Just Keep Writing.

I feel bad. I haven’t been posting here like I should be, and I’m worried since I’ve been having trouble writing and lying to myself about it. When I try to write, nothing comes to mind. I keep rotating between a few different attempts to inspire myself, but everything else falls flat too. I keep getting stuck on one particular scene, so I figure what I need to do is try writing it in different ways. I’ve tried writing it in third person, second person, first person. I’ve tried starting in the middle of dialogue or a scene, I’ve tried by having my main character talk about her backstory a little, or at the beginning of her day from the moment she wakes up.

I’ve also tried writing a few scenes ahead and seeing if it gives me any ideas for how to write the scene, but those get me stuck too. I’ve even considered to switching to another story idea that I’ve been developing for a lot longer and even wrote out before and seeing what I can do to make it longer, but then I run into another problem that I’ve been having with this one, too.

I know where I want everything to start and how I want it to end, but I’m having trouble thinking of what obstacles I want my characters to face in between. I need to find a way to make it longer, essentially. I mentioned somewhere before that I wrote something before which ended up being about 7 “parts” long, and through google I’ve found that on average a paperback novel has about 250-300 words on each page and that a 50k word novel would be about 170-ish pages in Word or Google Docs. It makes me feel a little better though, since I was expecting something way crazier.

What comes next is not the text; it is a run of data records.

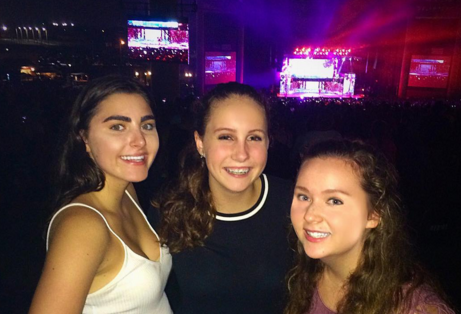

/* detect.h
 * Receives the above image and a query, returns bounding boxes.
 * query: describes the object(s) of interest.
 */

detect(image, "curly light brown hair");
[284,140,442,314]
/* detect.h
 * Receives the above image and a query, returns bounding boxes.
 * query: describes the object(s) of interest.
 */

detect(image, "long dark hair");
[285,140,442,314]
[154,82,269,252]
[53,76,154,210]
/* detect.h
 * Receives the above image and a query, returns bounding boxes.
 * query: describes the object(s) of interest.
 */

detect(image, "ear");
[194,131,204,156]
[366,211,381,229]
[79,130,91,154]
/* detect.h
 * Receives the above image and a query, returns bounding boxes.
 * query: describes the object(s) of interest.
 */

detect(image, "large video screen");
[205,51,237,85]
[289,59,335,80]
[408,55,451,88]
[128,20,189,63]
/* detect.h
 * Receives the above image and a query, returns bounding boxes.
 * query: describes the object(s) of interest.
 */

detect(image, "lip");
[224,167,251,178]
[120,154,147,166]
[304,229,331,243]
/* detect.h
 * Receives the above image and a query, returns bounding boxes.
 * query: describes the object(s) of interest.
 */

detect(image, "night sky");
[0,0,124,26]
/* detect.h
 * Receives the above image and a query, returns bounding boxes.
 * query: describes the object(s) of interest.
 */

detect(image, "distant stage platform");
[277,93,365,99]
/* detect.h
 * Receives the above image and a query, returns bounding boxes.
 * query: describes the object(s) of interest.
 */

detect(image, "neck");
[210,178,262,214]
[84,180,132,212]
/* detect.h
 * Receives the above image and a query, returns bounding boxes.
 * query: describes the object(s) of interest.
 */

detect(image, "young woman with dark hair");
[30,77,171,314]
[285,140,454,314]
[157,82,292,314]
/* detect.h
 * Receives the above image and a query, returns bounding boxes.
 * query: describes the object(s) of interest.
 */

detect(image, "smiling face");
[291,157,379,267]
[82,93,159,184]
[195,95,269,200]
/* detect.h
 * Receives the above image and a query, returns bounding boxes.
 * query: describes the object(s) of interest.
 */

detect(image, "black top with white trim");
[166,174,293,314]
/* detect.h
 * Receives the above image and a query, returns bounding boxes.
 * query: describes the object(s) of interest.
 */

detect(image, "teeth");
[306,231,330,239]
[226,168,250,174]
[121,156,144,161]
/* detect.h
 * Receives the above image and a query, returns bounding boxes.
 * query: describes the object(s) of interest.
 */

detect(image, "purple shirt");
[306,287,455,314]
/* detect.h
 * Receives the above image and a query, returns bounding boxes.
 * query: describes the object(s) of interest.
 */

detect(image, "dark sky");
[0,0,124,26]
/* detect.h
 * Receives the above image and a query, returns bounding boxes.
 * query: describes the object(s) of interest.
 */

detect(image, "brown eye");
[110,124,125,131]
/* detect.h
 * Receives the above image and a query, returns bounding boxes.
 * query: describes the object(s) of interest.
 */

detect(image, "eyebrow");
[214,128,267,134]
[141,114,155,122]
[103,115,155,123]
[295,185,350,196]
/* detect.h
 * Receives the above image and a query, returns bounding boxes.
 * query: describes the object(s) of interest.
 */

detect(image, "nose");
[232,141,250,162]
[304,203,322,223]
[130,130,146,147]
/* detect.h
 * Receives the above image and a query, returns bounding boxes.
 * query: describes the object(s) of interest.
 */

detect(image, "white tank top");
[46,191,173,314]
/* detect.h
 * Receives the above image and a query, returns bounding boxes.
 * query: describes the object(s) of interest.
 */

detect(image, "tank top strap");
[46,202,126,251]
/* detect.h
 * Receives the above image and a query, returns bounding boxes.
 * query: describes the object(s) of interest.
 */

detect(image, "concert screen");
[205,51,237,85]
[408,55,450,88]
[289,58,335,81]
[128,20,189,63]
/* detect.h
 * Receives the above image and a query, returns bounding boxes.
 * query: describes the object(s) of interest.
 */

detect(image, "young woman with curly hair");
[285,140,454,314]
[29,76,172,314]
[154,82,292,314]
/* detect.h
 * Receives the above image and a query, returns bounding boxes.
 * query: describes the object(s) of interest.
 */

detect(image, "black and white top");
[160,174,293,314]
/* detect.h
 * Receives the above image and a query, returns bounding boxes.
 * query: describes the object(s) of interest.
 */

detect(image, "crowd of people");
[2,77,461,314]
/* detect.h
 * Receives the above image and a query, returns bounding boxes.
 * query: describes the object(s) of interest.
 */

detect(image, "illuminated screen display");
[289,59,335,80]
[128,20,189,63]
[408,55,450,88]
[205,52,237,85]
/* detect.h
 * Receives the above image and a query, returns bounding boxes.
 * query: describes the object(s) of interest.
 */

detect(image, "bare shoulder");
[29,206,110,314]
[48,206,110,255]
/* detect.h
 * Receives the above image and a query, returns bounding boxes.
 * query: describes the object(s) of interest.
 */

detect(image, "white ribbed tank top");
[46,191,173,314]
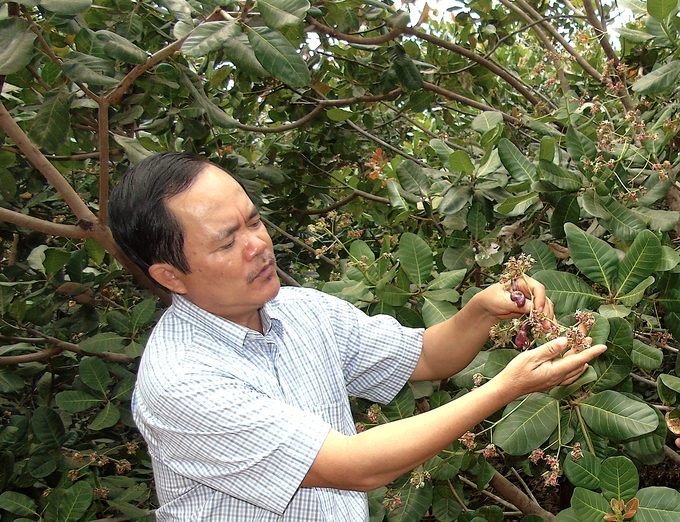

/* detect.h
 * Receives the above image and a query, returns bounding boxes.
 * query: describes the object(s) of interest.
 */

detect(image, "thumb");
[536,337,567,361]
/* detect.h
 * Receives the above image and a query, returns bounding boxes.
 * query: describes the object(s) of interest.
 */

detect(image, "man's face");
[157,165,279,328]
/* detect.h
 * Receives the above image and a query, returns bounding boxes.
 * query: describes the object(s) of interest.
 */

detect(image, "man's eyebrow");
[215,206,260,241]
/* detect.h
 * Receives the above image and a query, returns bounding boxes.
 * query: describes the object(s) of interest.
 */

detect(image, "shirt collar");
[170,294,280,346]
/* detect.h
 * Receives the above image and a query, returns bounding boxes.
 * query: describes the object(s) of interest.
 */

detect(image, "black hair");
[108,152,210,286]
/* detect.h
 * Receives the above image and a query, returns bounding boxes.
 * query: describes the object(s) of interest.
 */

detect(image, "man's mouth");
[247,255,276,283]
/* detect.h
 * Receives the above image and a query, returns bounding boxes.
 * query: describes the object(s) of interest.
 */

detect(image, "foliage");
[0,0,680,522]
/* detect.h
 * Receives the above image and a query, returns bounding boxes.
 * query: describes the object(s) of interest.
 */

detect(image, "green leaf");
[620,276,654,307]
[397,232,434,286]
[427,269,467,290]
[564,223,619,293]
[180,67,238,129]
[247,27,312,87]
[36,0,92,15]
[600,456,640,502]
[449,150,475,176]
[614,27,654,43]
[31,406,66,448]
[95,30,148,65]
[599,198,646,240]
[617,230,661,296]
[438,185,472,215]
[550,195,581,239]
[494,192,539,217]
[635,487,680,522]
[130,296,157,332]
[257,0,309,29]
[326,107,354,121]
[522,239,557,274]
[567,125,597,165]
[632,60,680,95]
[79,357,111,397]
[647,0,678,21]
[472,111,503,134]
[0,18,36,75]
[493,393,559,455]
[498,138,538,181]
[79,332,123,353]
[28,453,57,478]
[113,134,154,165]
[571,488,612,522]
[223,33,269,77]
[564,451,600,490]
[578,390,659,440]
[422,294,457,328]
[533,270,602,314]
[659,288,680,312]
[387,45,423,91]
[182,20,242,57]
[89,402,120,431]
[0,366,26,393]
[28,86,72,152]
[0,491,38,517]
[382,384,416,421]
[57,480,94,522]
[539,160,583,191]
[397,161,430,196]
[55,390,102,413]
[630,339,663,372]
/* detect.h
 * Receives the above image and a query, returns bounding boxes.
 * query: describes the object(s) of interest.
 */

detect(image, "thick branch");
[515,0,602,82]
[99,98,109,227]
[260,216,338,268]
[404,27,539,105]
[489,471,555,522]
[0,145,124,161]
[500,0,569,95]
[0,207,94,239]
[423,82,522,125]
[0,101,96,221]
[307,16,404,45]
[345,120,427,168]
[236,105,325,134]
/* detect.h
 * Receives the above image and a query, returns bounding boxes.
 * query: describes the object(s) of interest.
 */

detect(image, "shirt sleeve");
[316,296,424,404]
[138,374,330,515]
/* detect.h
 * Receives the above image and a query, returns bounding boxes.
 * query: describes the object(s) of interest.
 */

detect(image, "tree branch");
[260,216,338,268]
[423,82,522,125]
[489,471,555,522]
[0,101,96,222]
[403,27,539,105]
[500,0,569,95]
[0,207,94,239]
[307,15,404,45]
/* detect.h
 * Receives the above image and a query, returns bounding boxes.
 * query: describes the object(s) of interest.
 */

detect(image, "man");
[109,153,605,522]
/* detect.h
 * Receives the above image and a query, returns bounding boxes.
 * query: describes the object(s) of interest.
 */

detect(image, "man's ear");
[149,263,187,294]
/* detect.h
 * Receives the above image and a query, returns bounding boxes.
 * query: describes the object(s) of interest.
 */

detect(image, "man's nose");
[243,231,267,261]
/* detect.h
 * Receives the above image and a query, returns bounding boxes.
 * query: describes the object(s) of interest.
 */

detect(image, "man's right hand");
[492,337,607,397]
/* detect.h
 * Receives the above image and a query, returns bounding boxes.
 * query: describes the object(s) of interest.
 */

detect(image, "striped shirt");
[132,287,423,522]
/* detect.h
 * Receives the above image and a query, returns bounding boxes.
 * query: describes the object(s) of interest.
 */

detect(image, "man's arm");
[410,278,553,381]
[302,338,606,491]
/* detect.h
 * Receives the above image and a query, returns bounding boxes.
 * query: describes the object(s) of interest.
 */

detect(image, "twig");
[403,27,539,105]
[276,266,302,286]
[510,467,538,504]
[423,82,522,125]
[458,475,518,510]
[260,216,338,268]
[489,471,555,522]
[446,479,470,513]
[630,373,659,388]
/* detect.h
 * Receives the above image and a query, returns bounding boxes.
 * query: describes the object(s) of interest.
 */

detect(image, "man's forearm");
[411,301,498,381]
[302,376,508,491]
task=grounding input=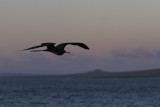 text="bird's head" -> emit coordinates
[65,51,70,53]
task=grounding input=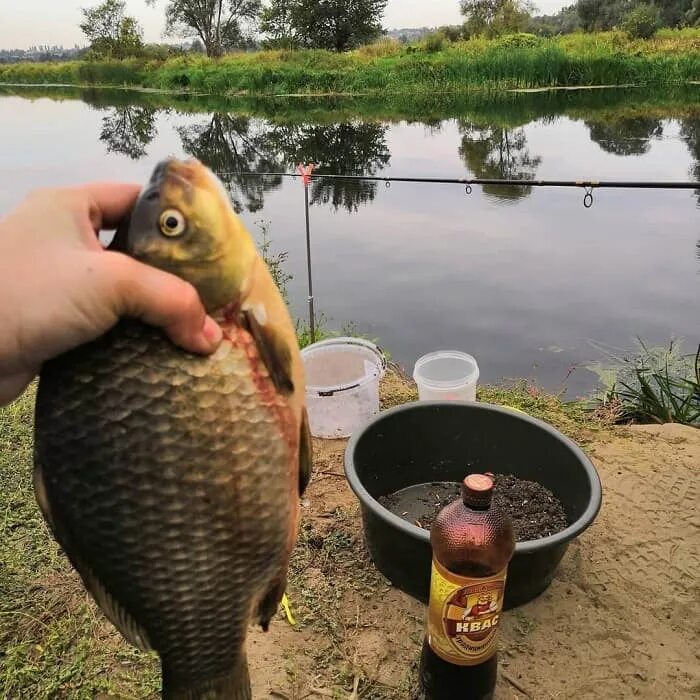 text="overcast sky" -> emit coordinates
[0,0,573,49]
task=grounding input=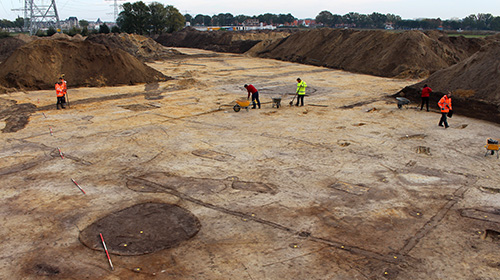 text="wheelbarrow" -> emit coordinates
[233,100,250,112]
[396,97,410,109]
[484,138,500,158]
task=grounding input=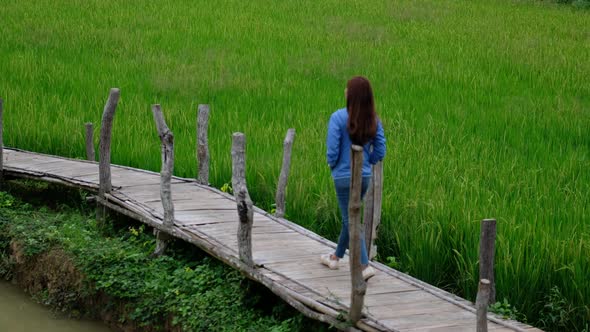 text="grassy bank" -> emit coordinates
[0,185,327,332]
[0,0,590,331]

The final problem is that I’m afraid it won’t be good, even though I chose specifically to write a first draft so it didn’t have to be good. I just can’t get it through to myself that it won’t even have the chance to be good if I don’t write it at all, and since I’ve made a commitment through this project I have to at least try. Everything else I’ve tried to make a commitment to has failed, and I just keep putting this off because I’m afraid that it’ll fail too, even though that’s a 100% guarantee that it will.

I’m actually really glad these blog posts are part of the project, since it really helped me think through some of the problems I’ve been having. I even have some ideas for how to get through that scene, and generally when I can find that “flow” I have almost no problem writing afterwards. Even in n writing the last sentence in the previous paragraph I feel a lot better, since all I could think of in the back of my mind is a little blue fish giving me the best advice anyone could: just keep writing.

I hope this isn’t confusing or anything, I just kind of wrote what I thought as I thought it with little editing or revision.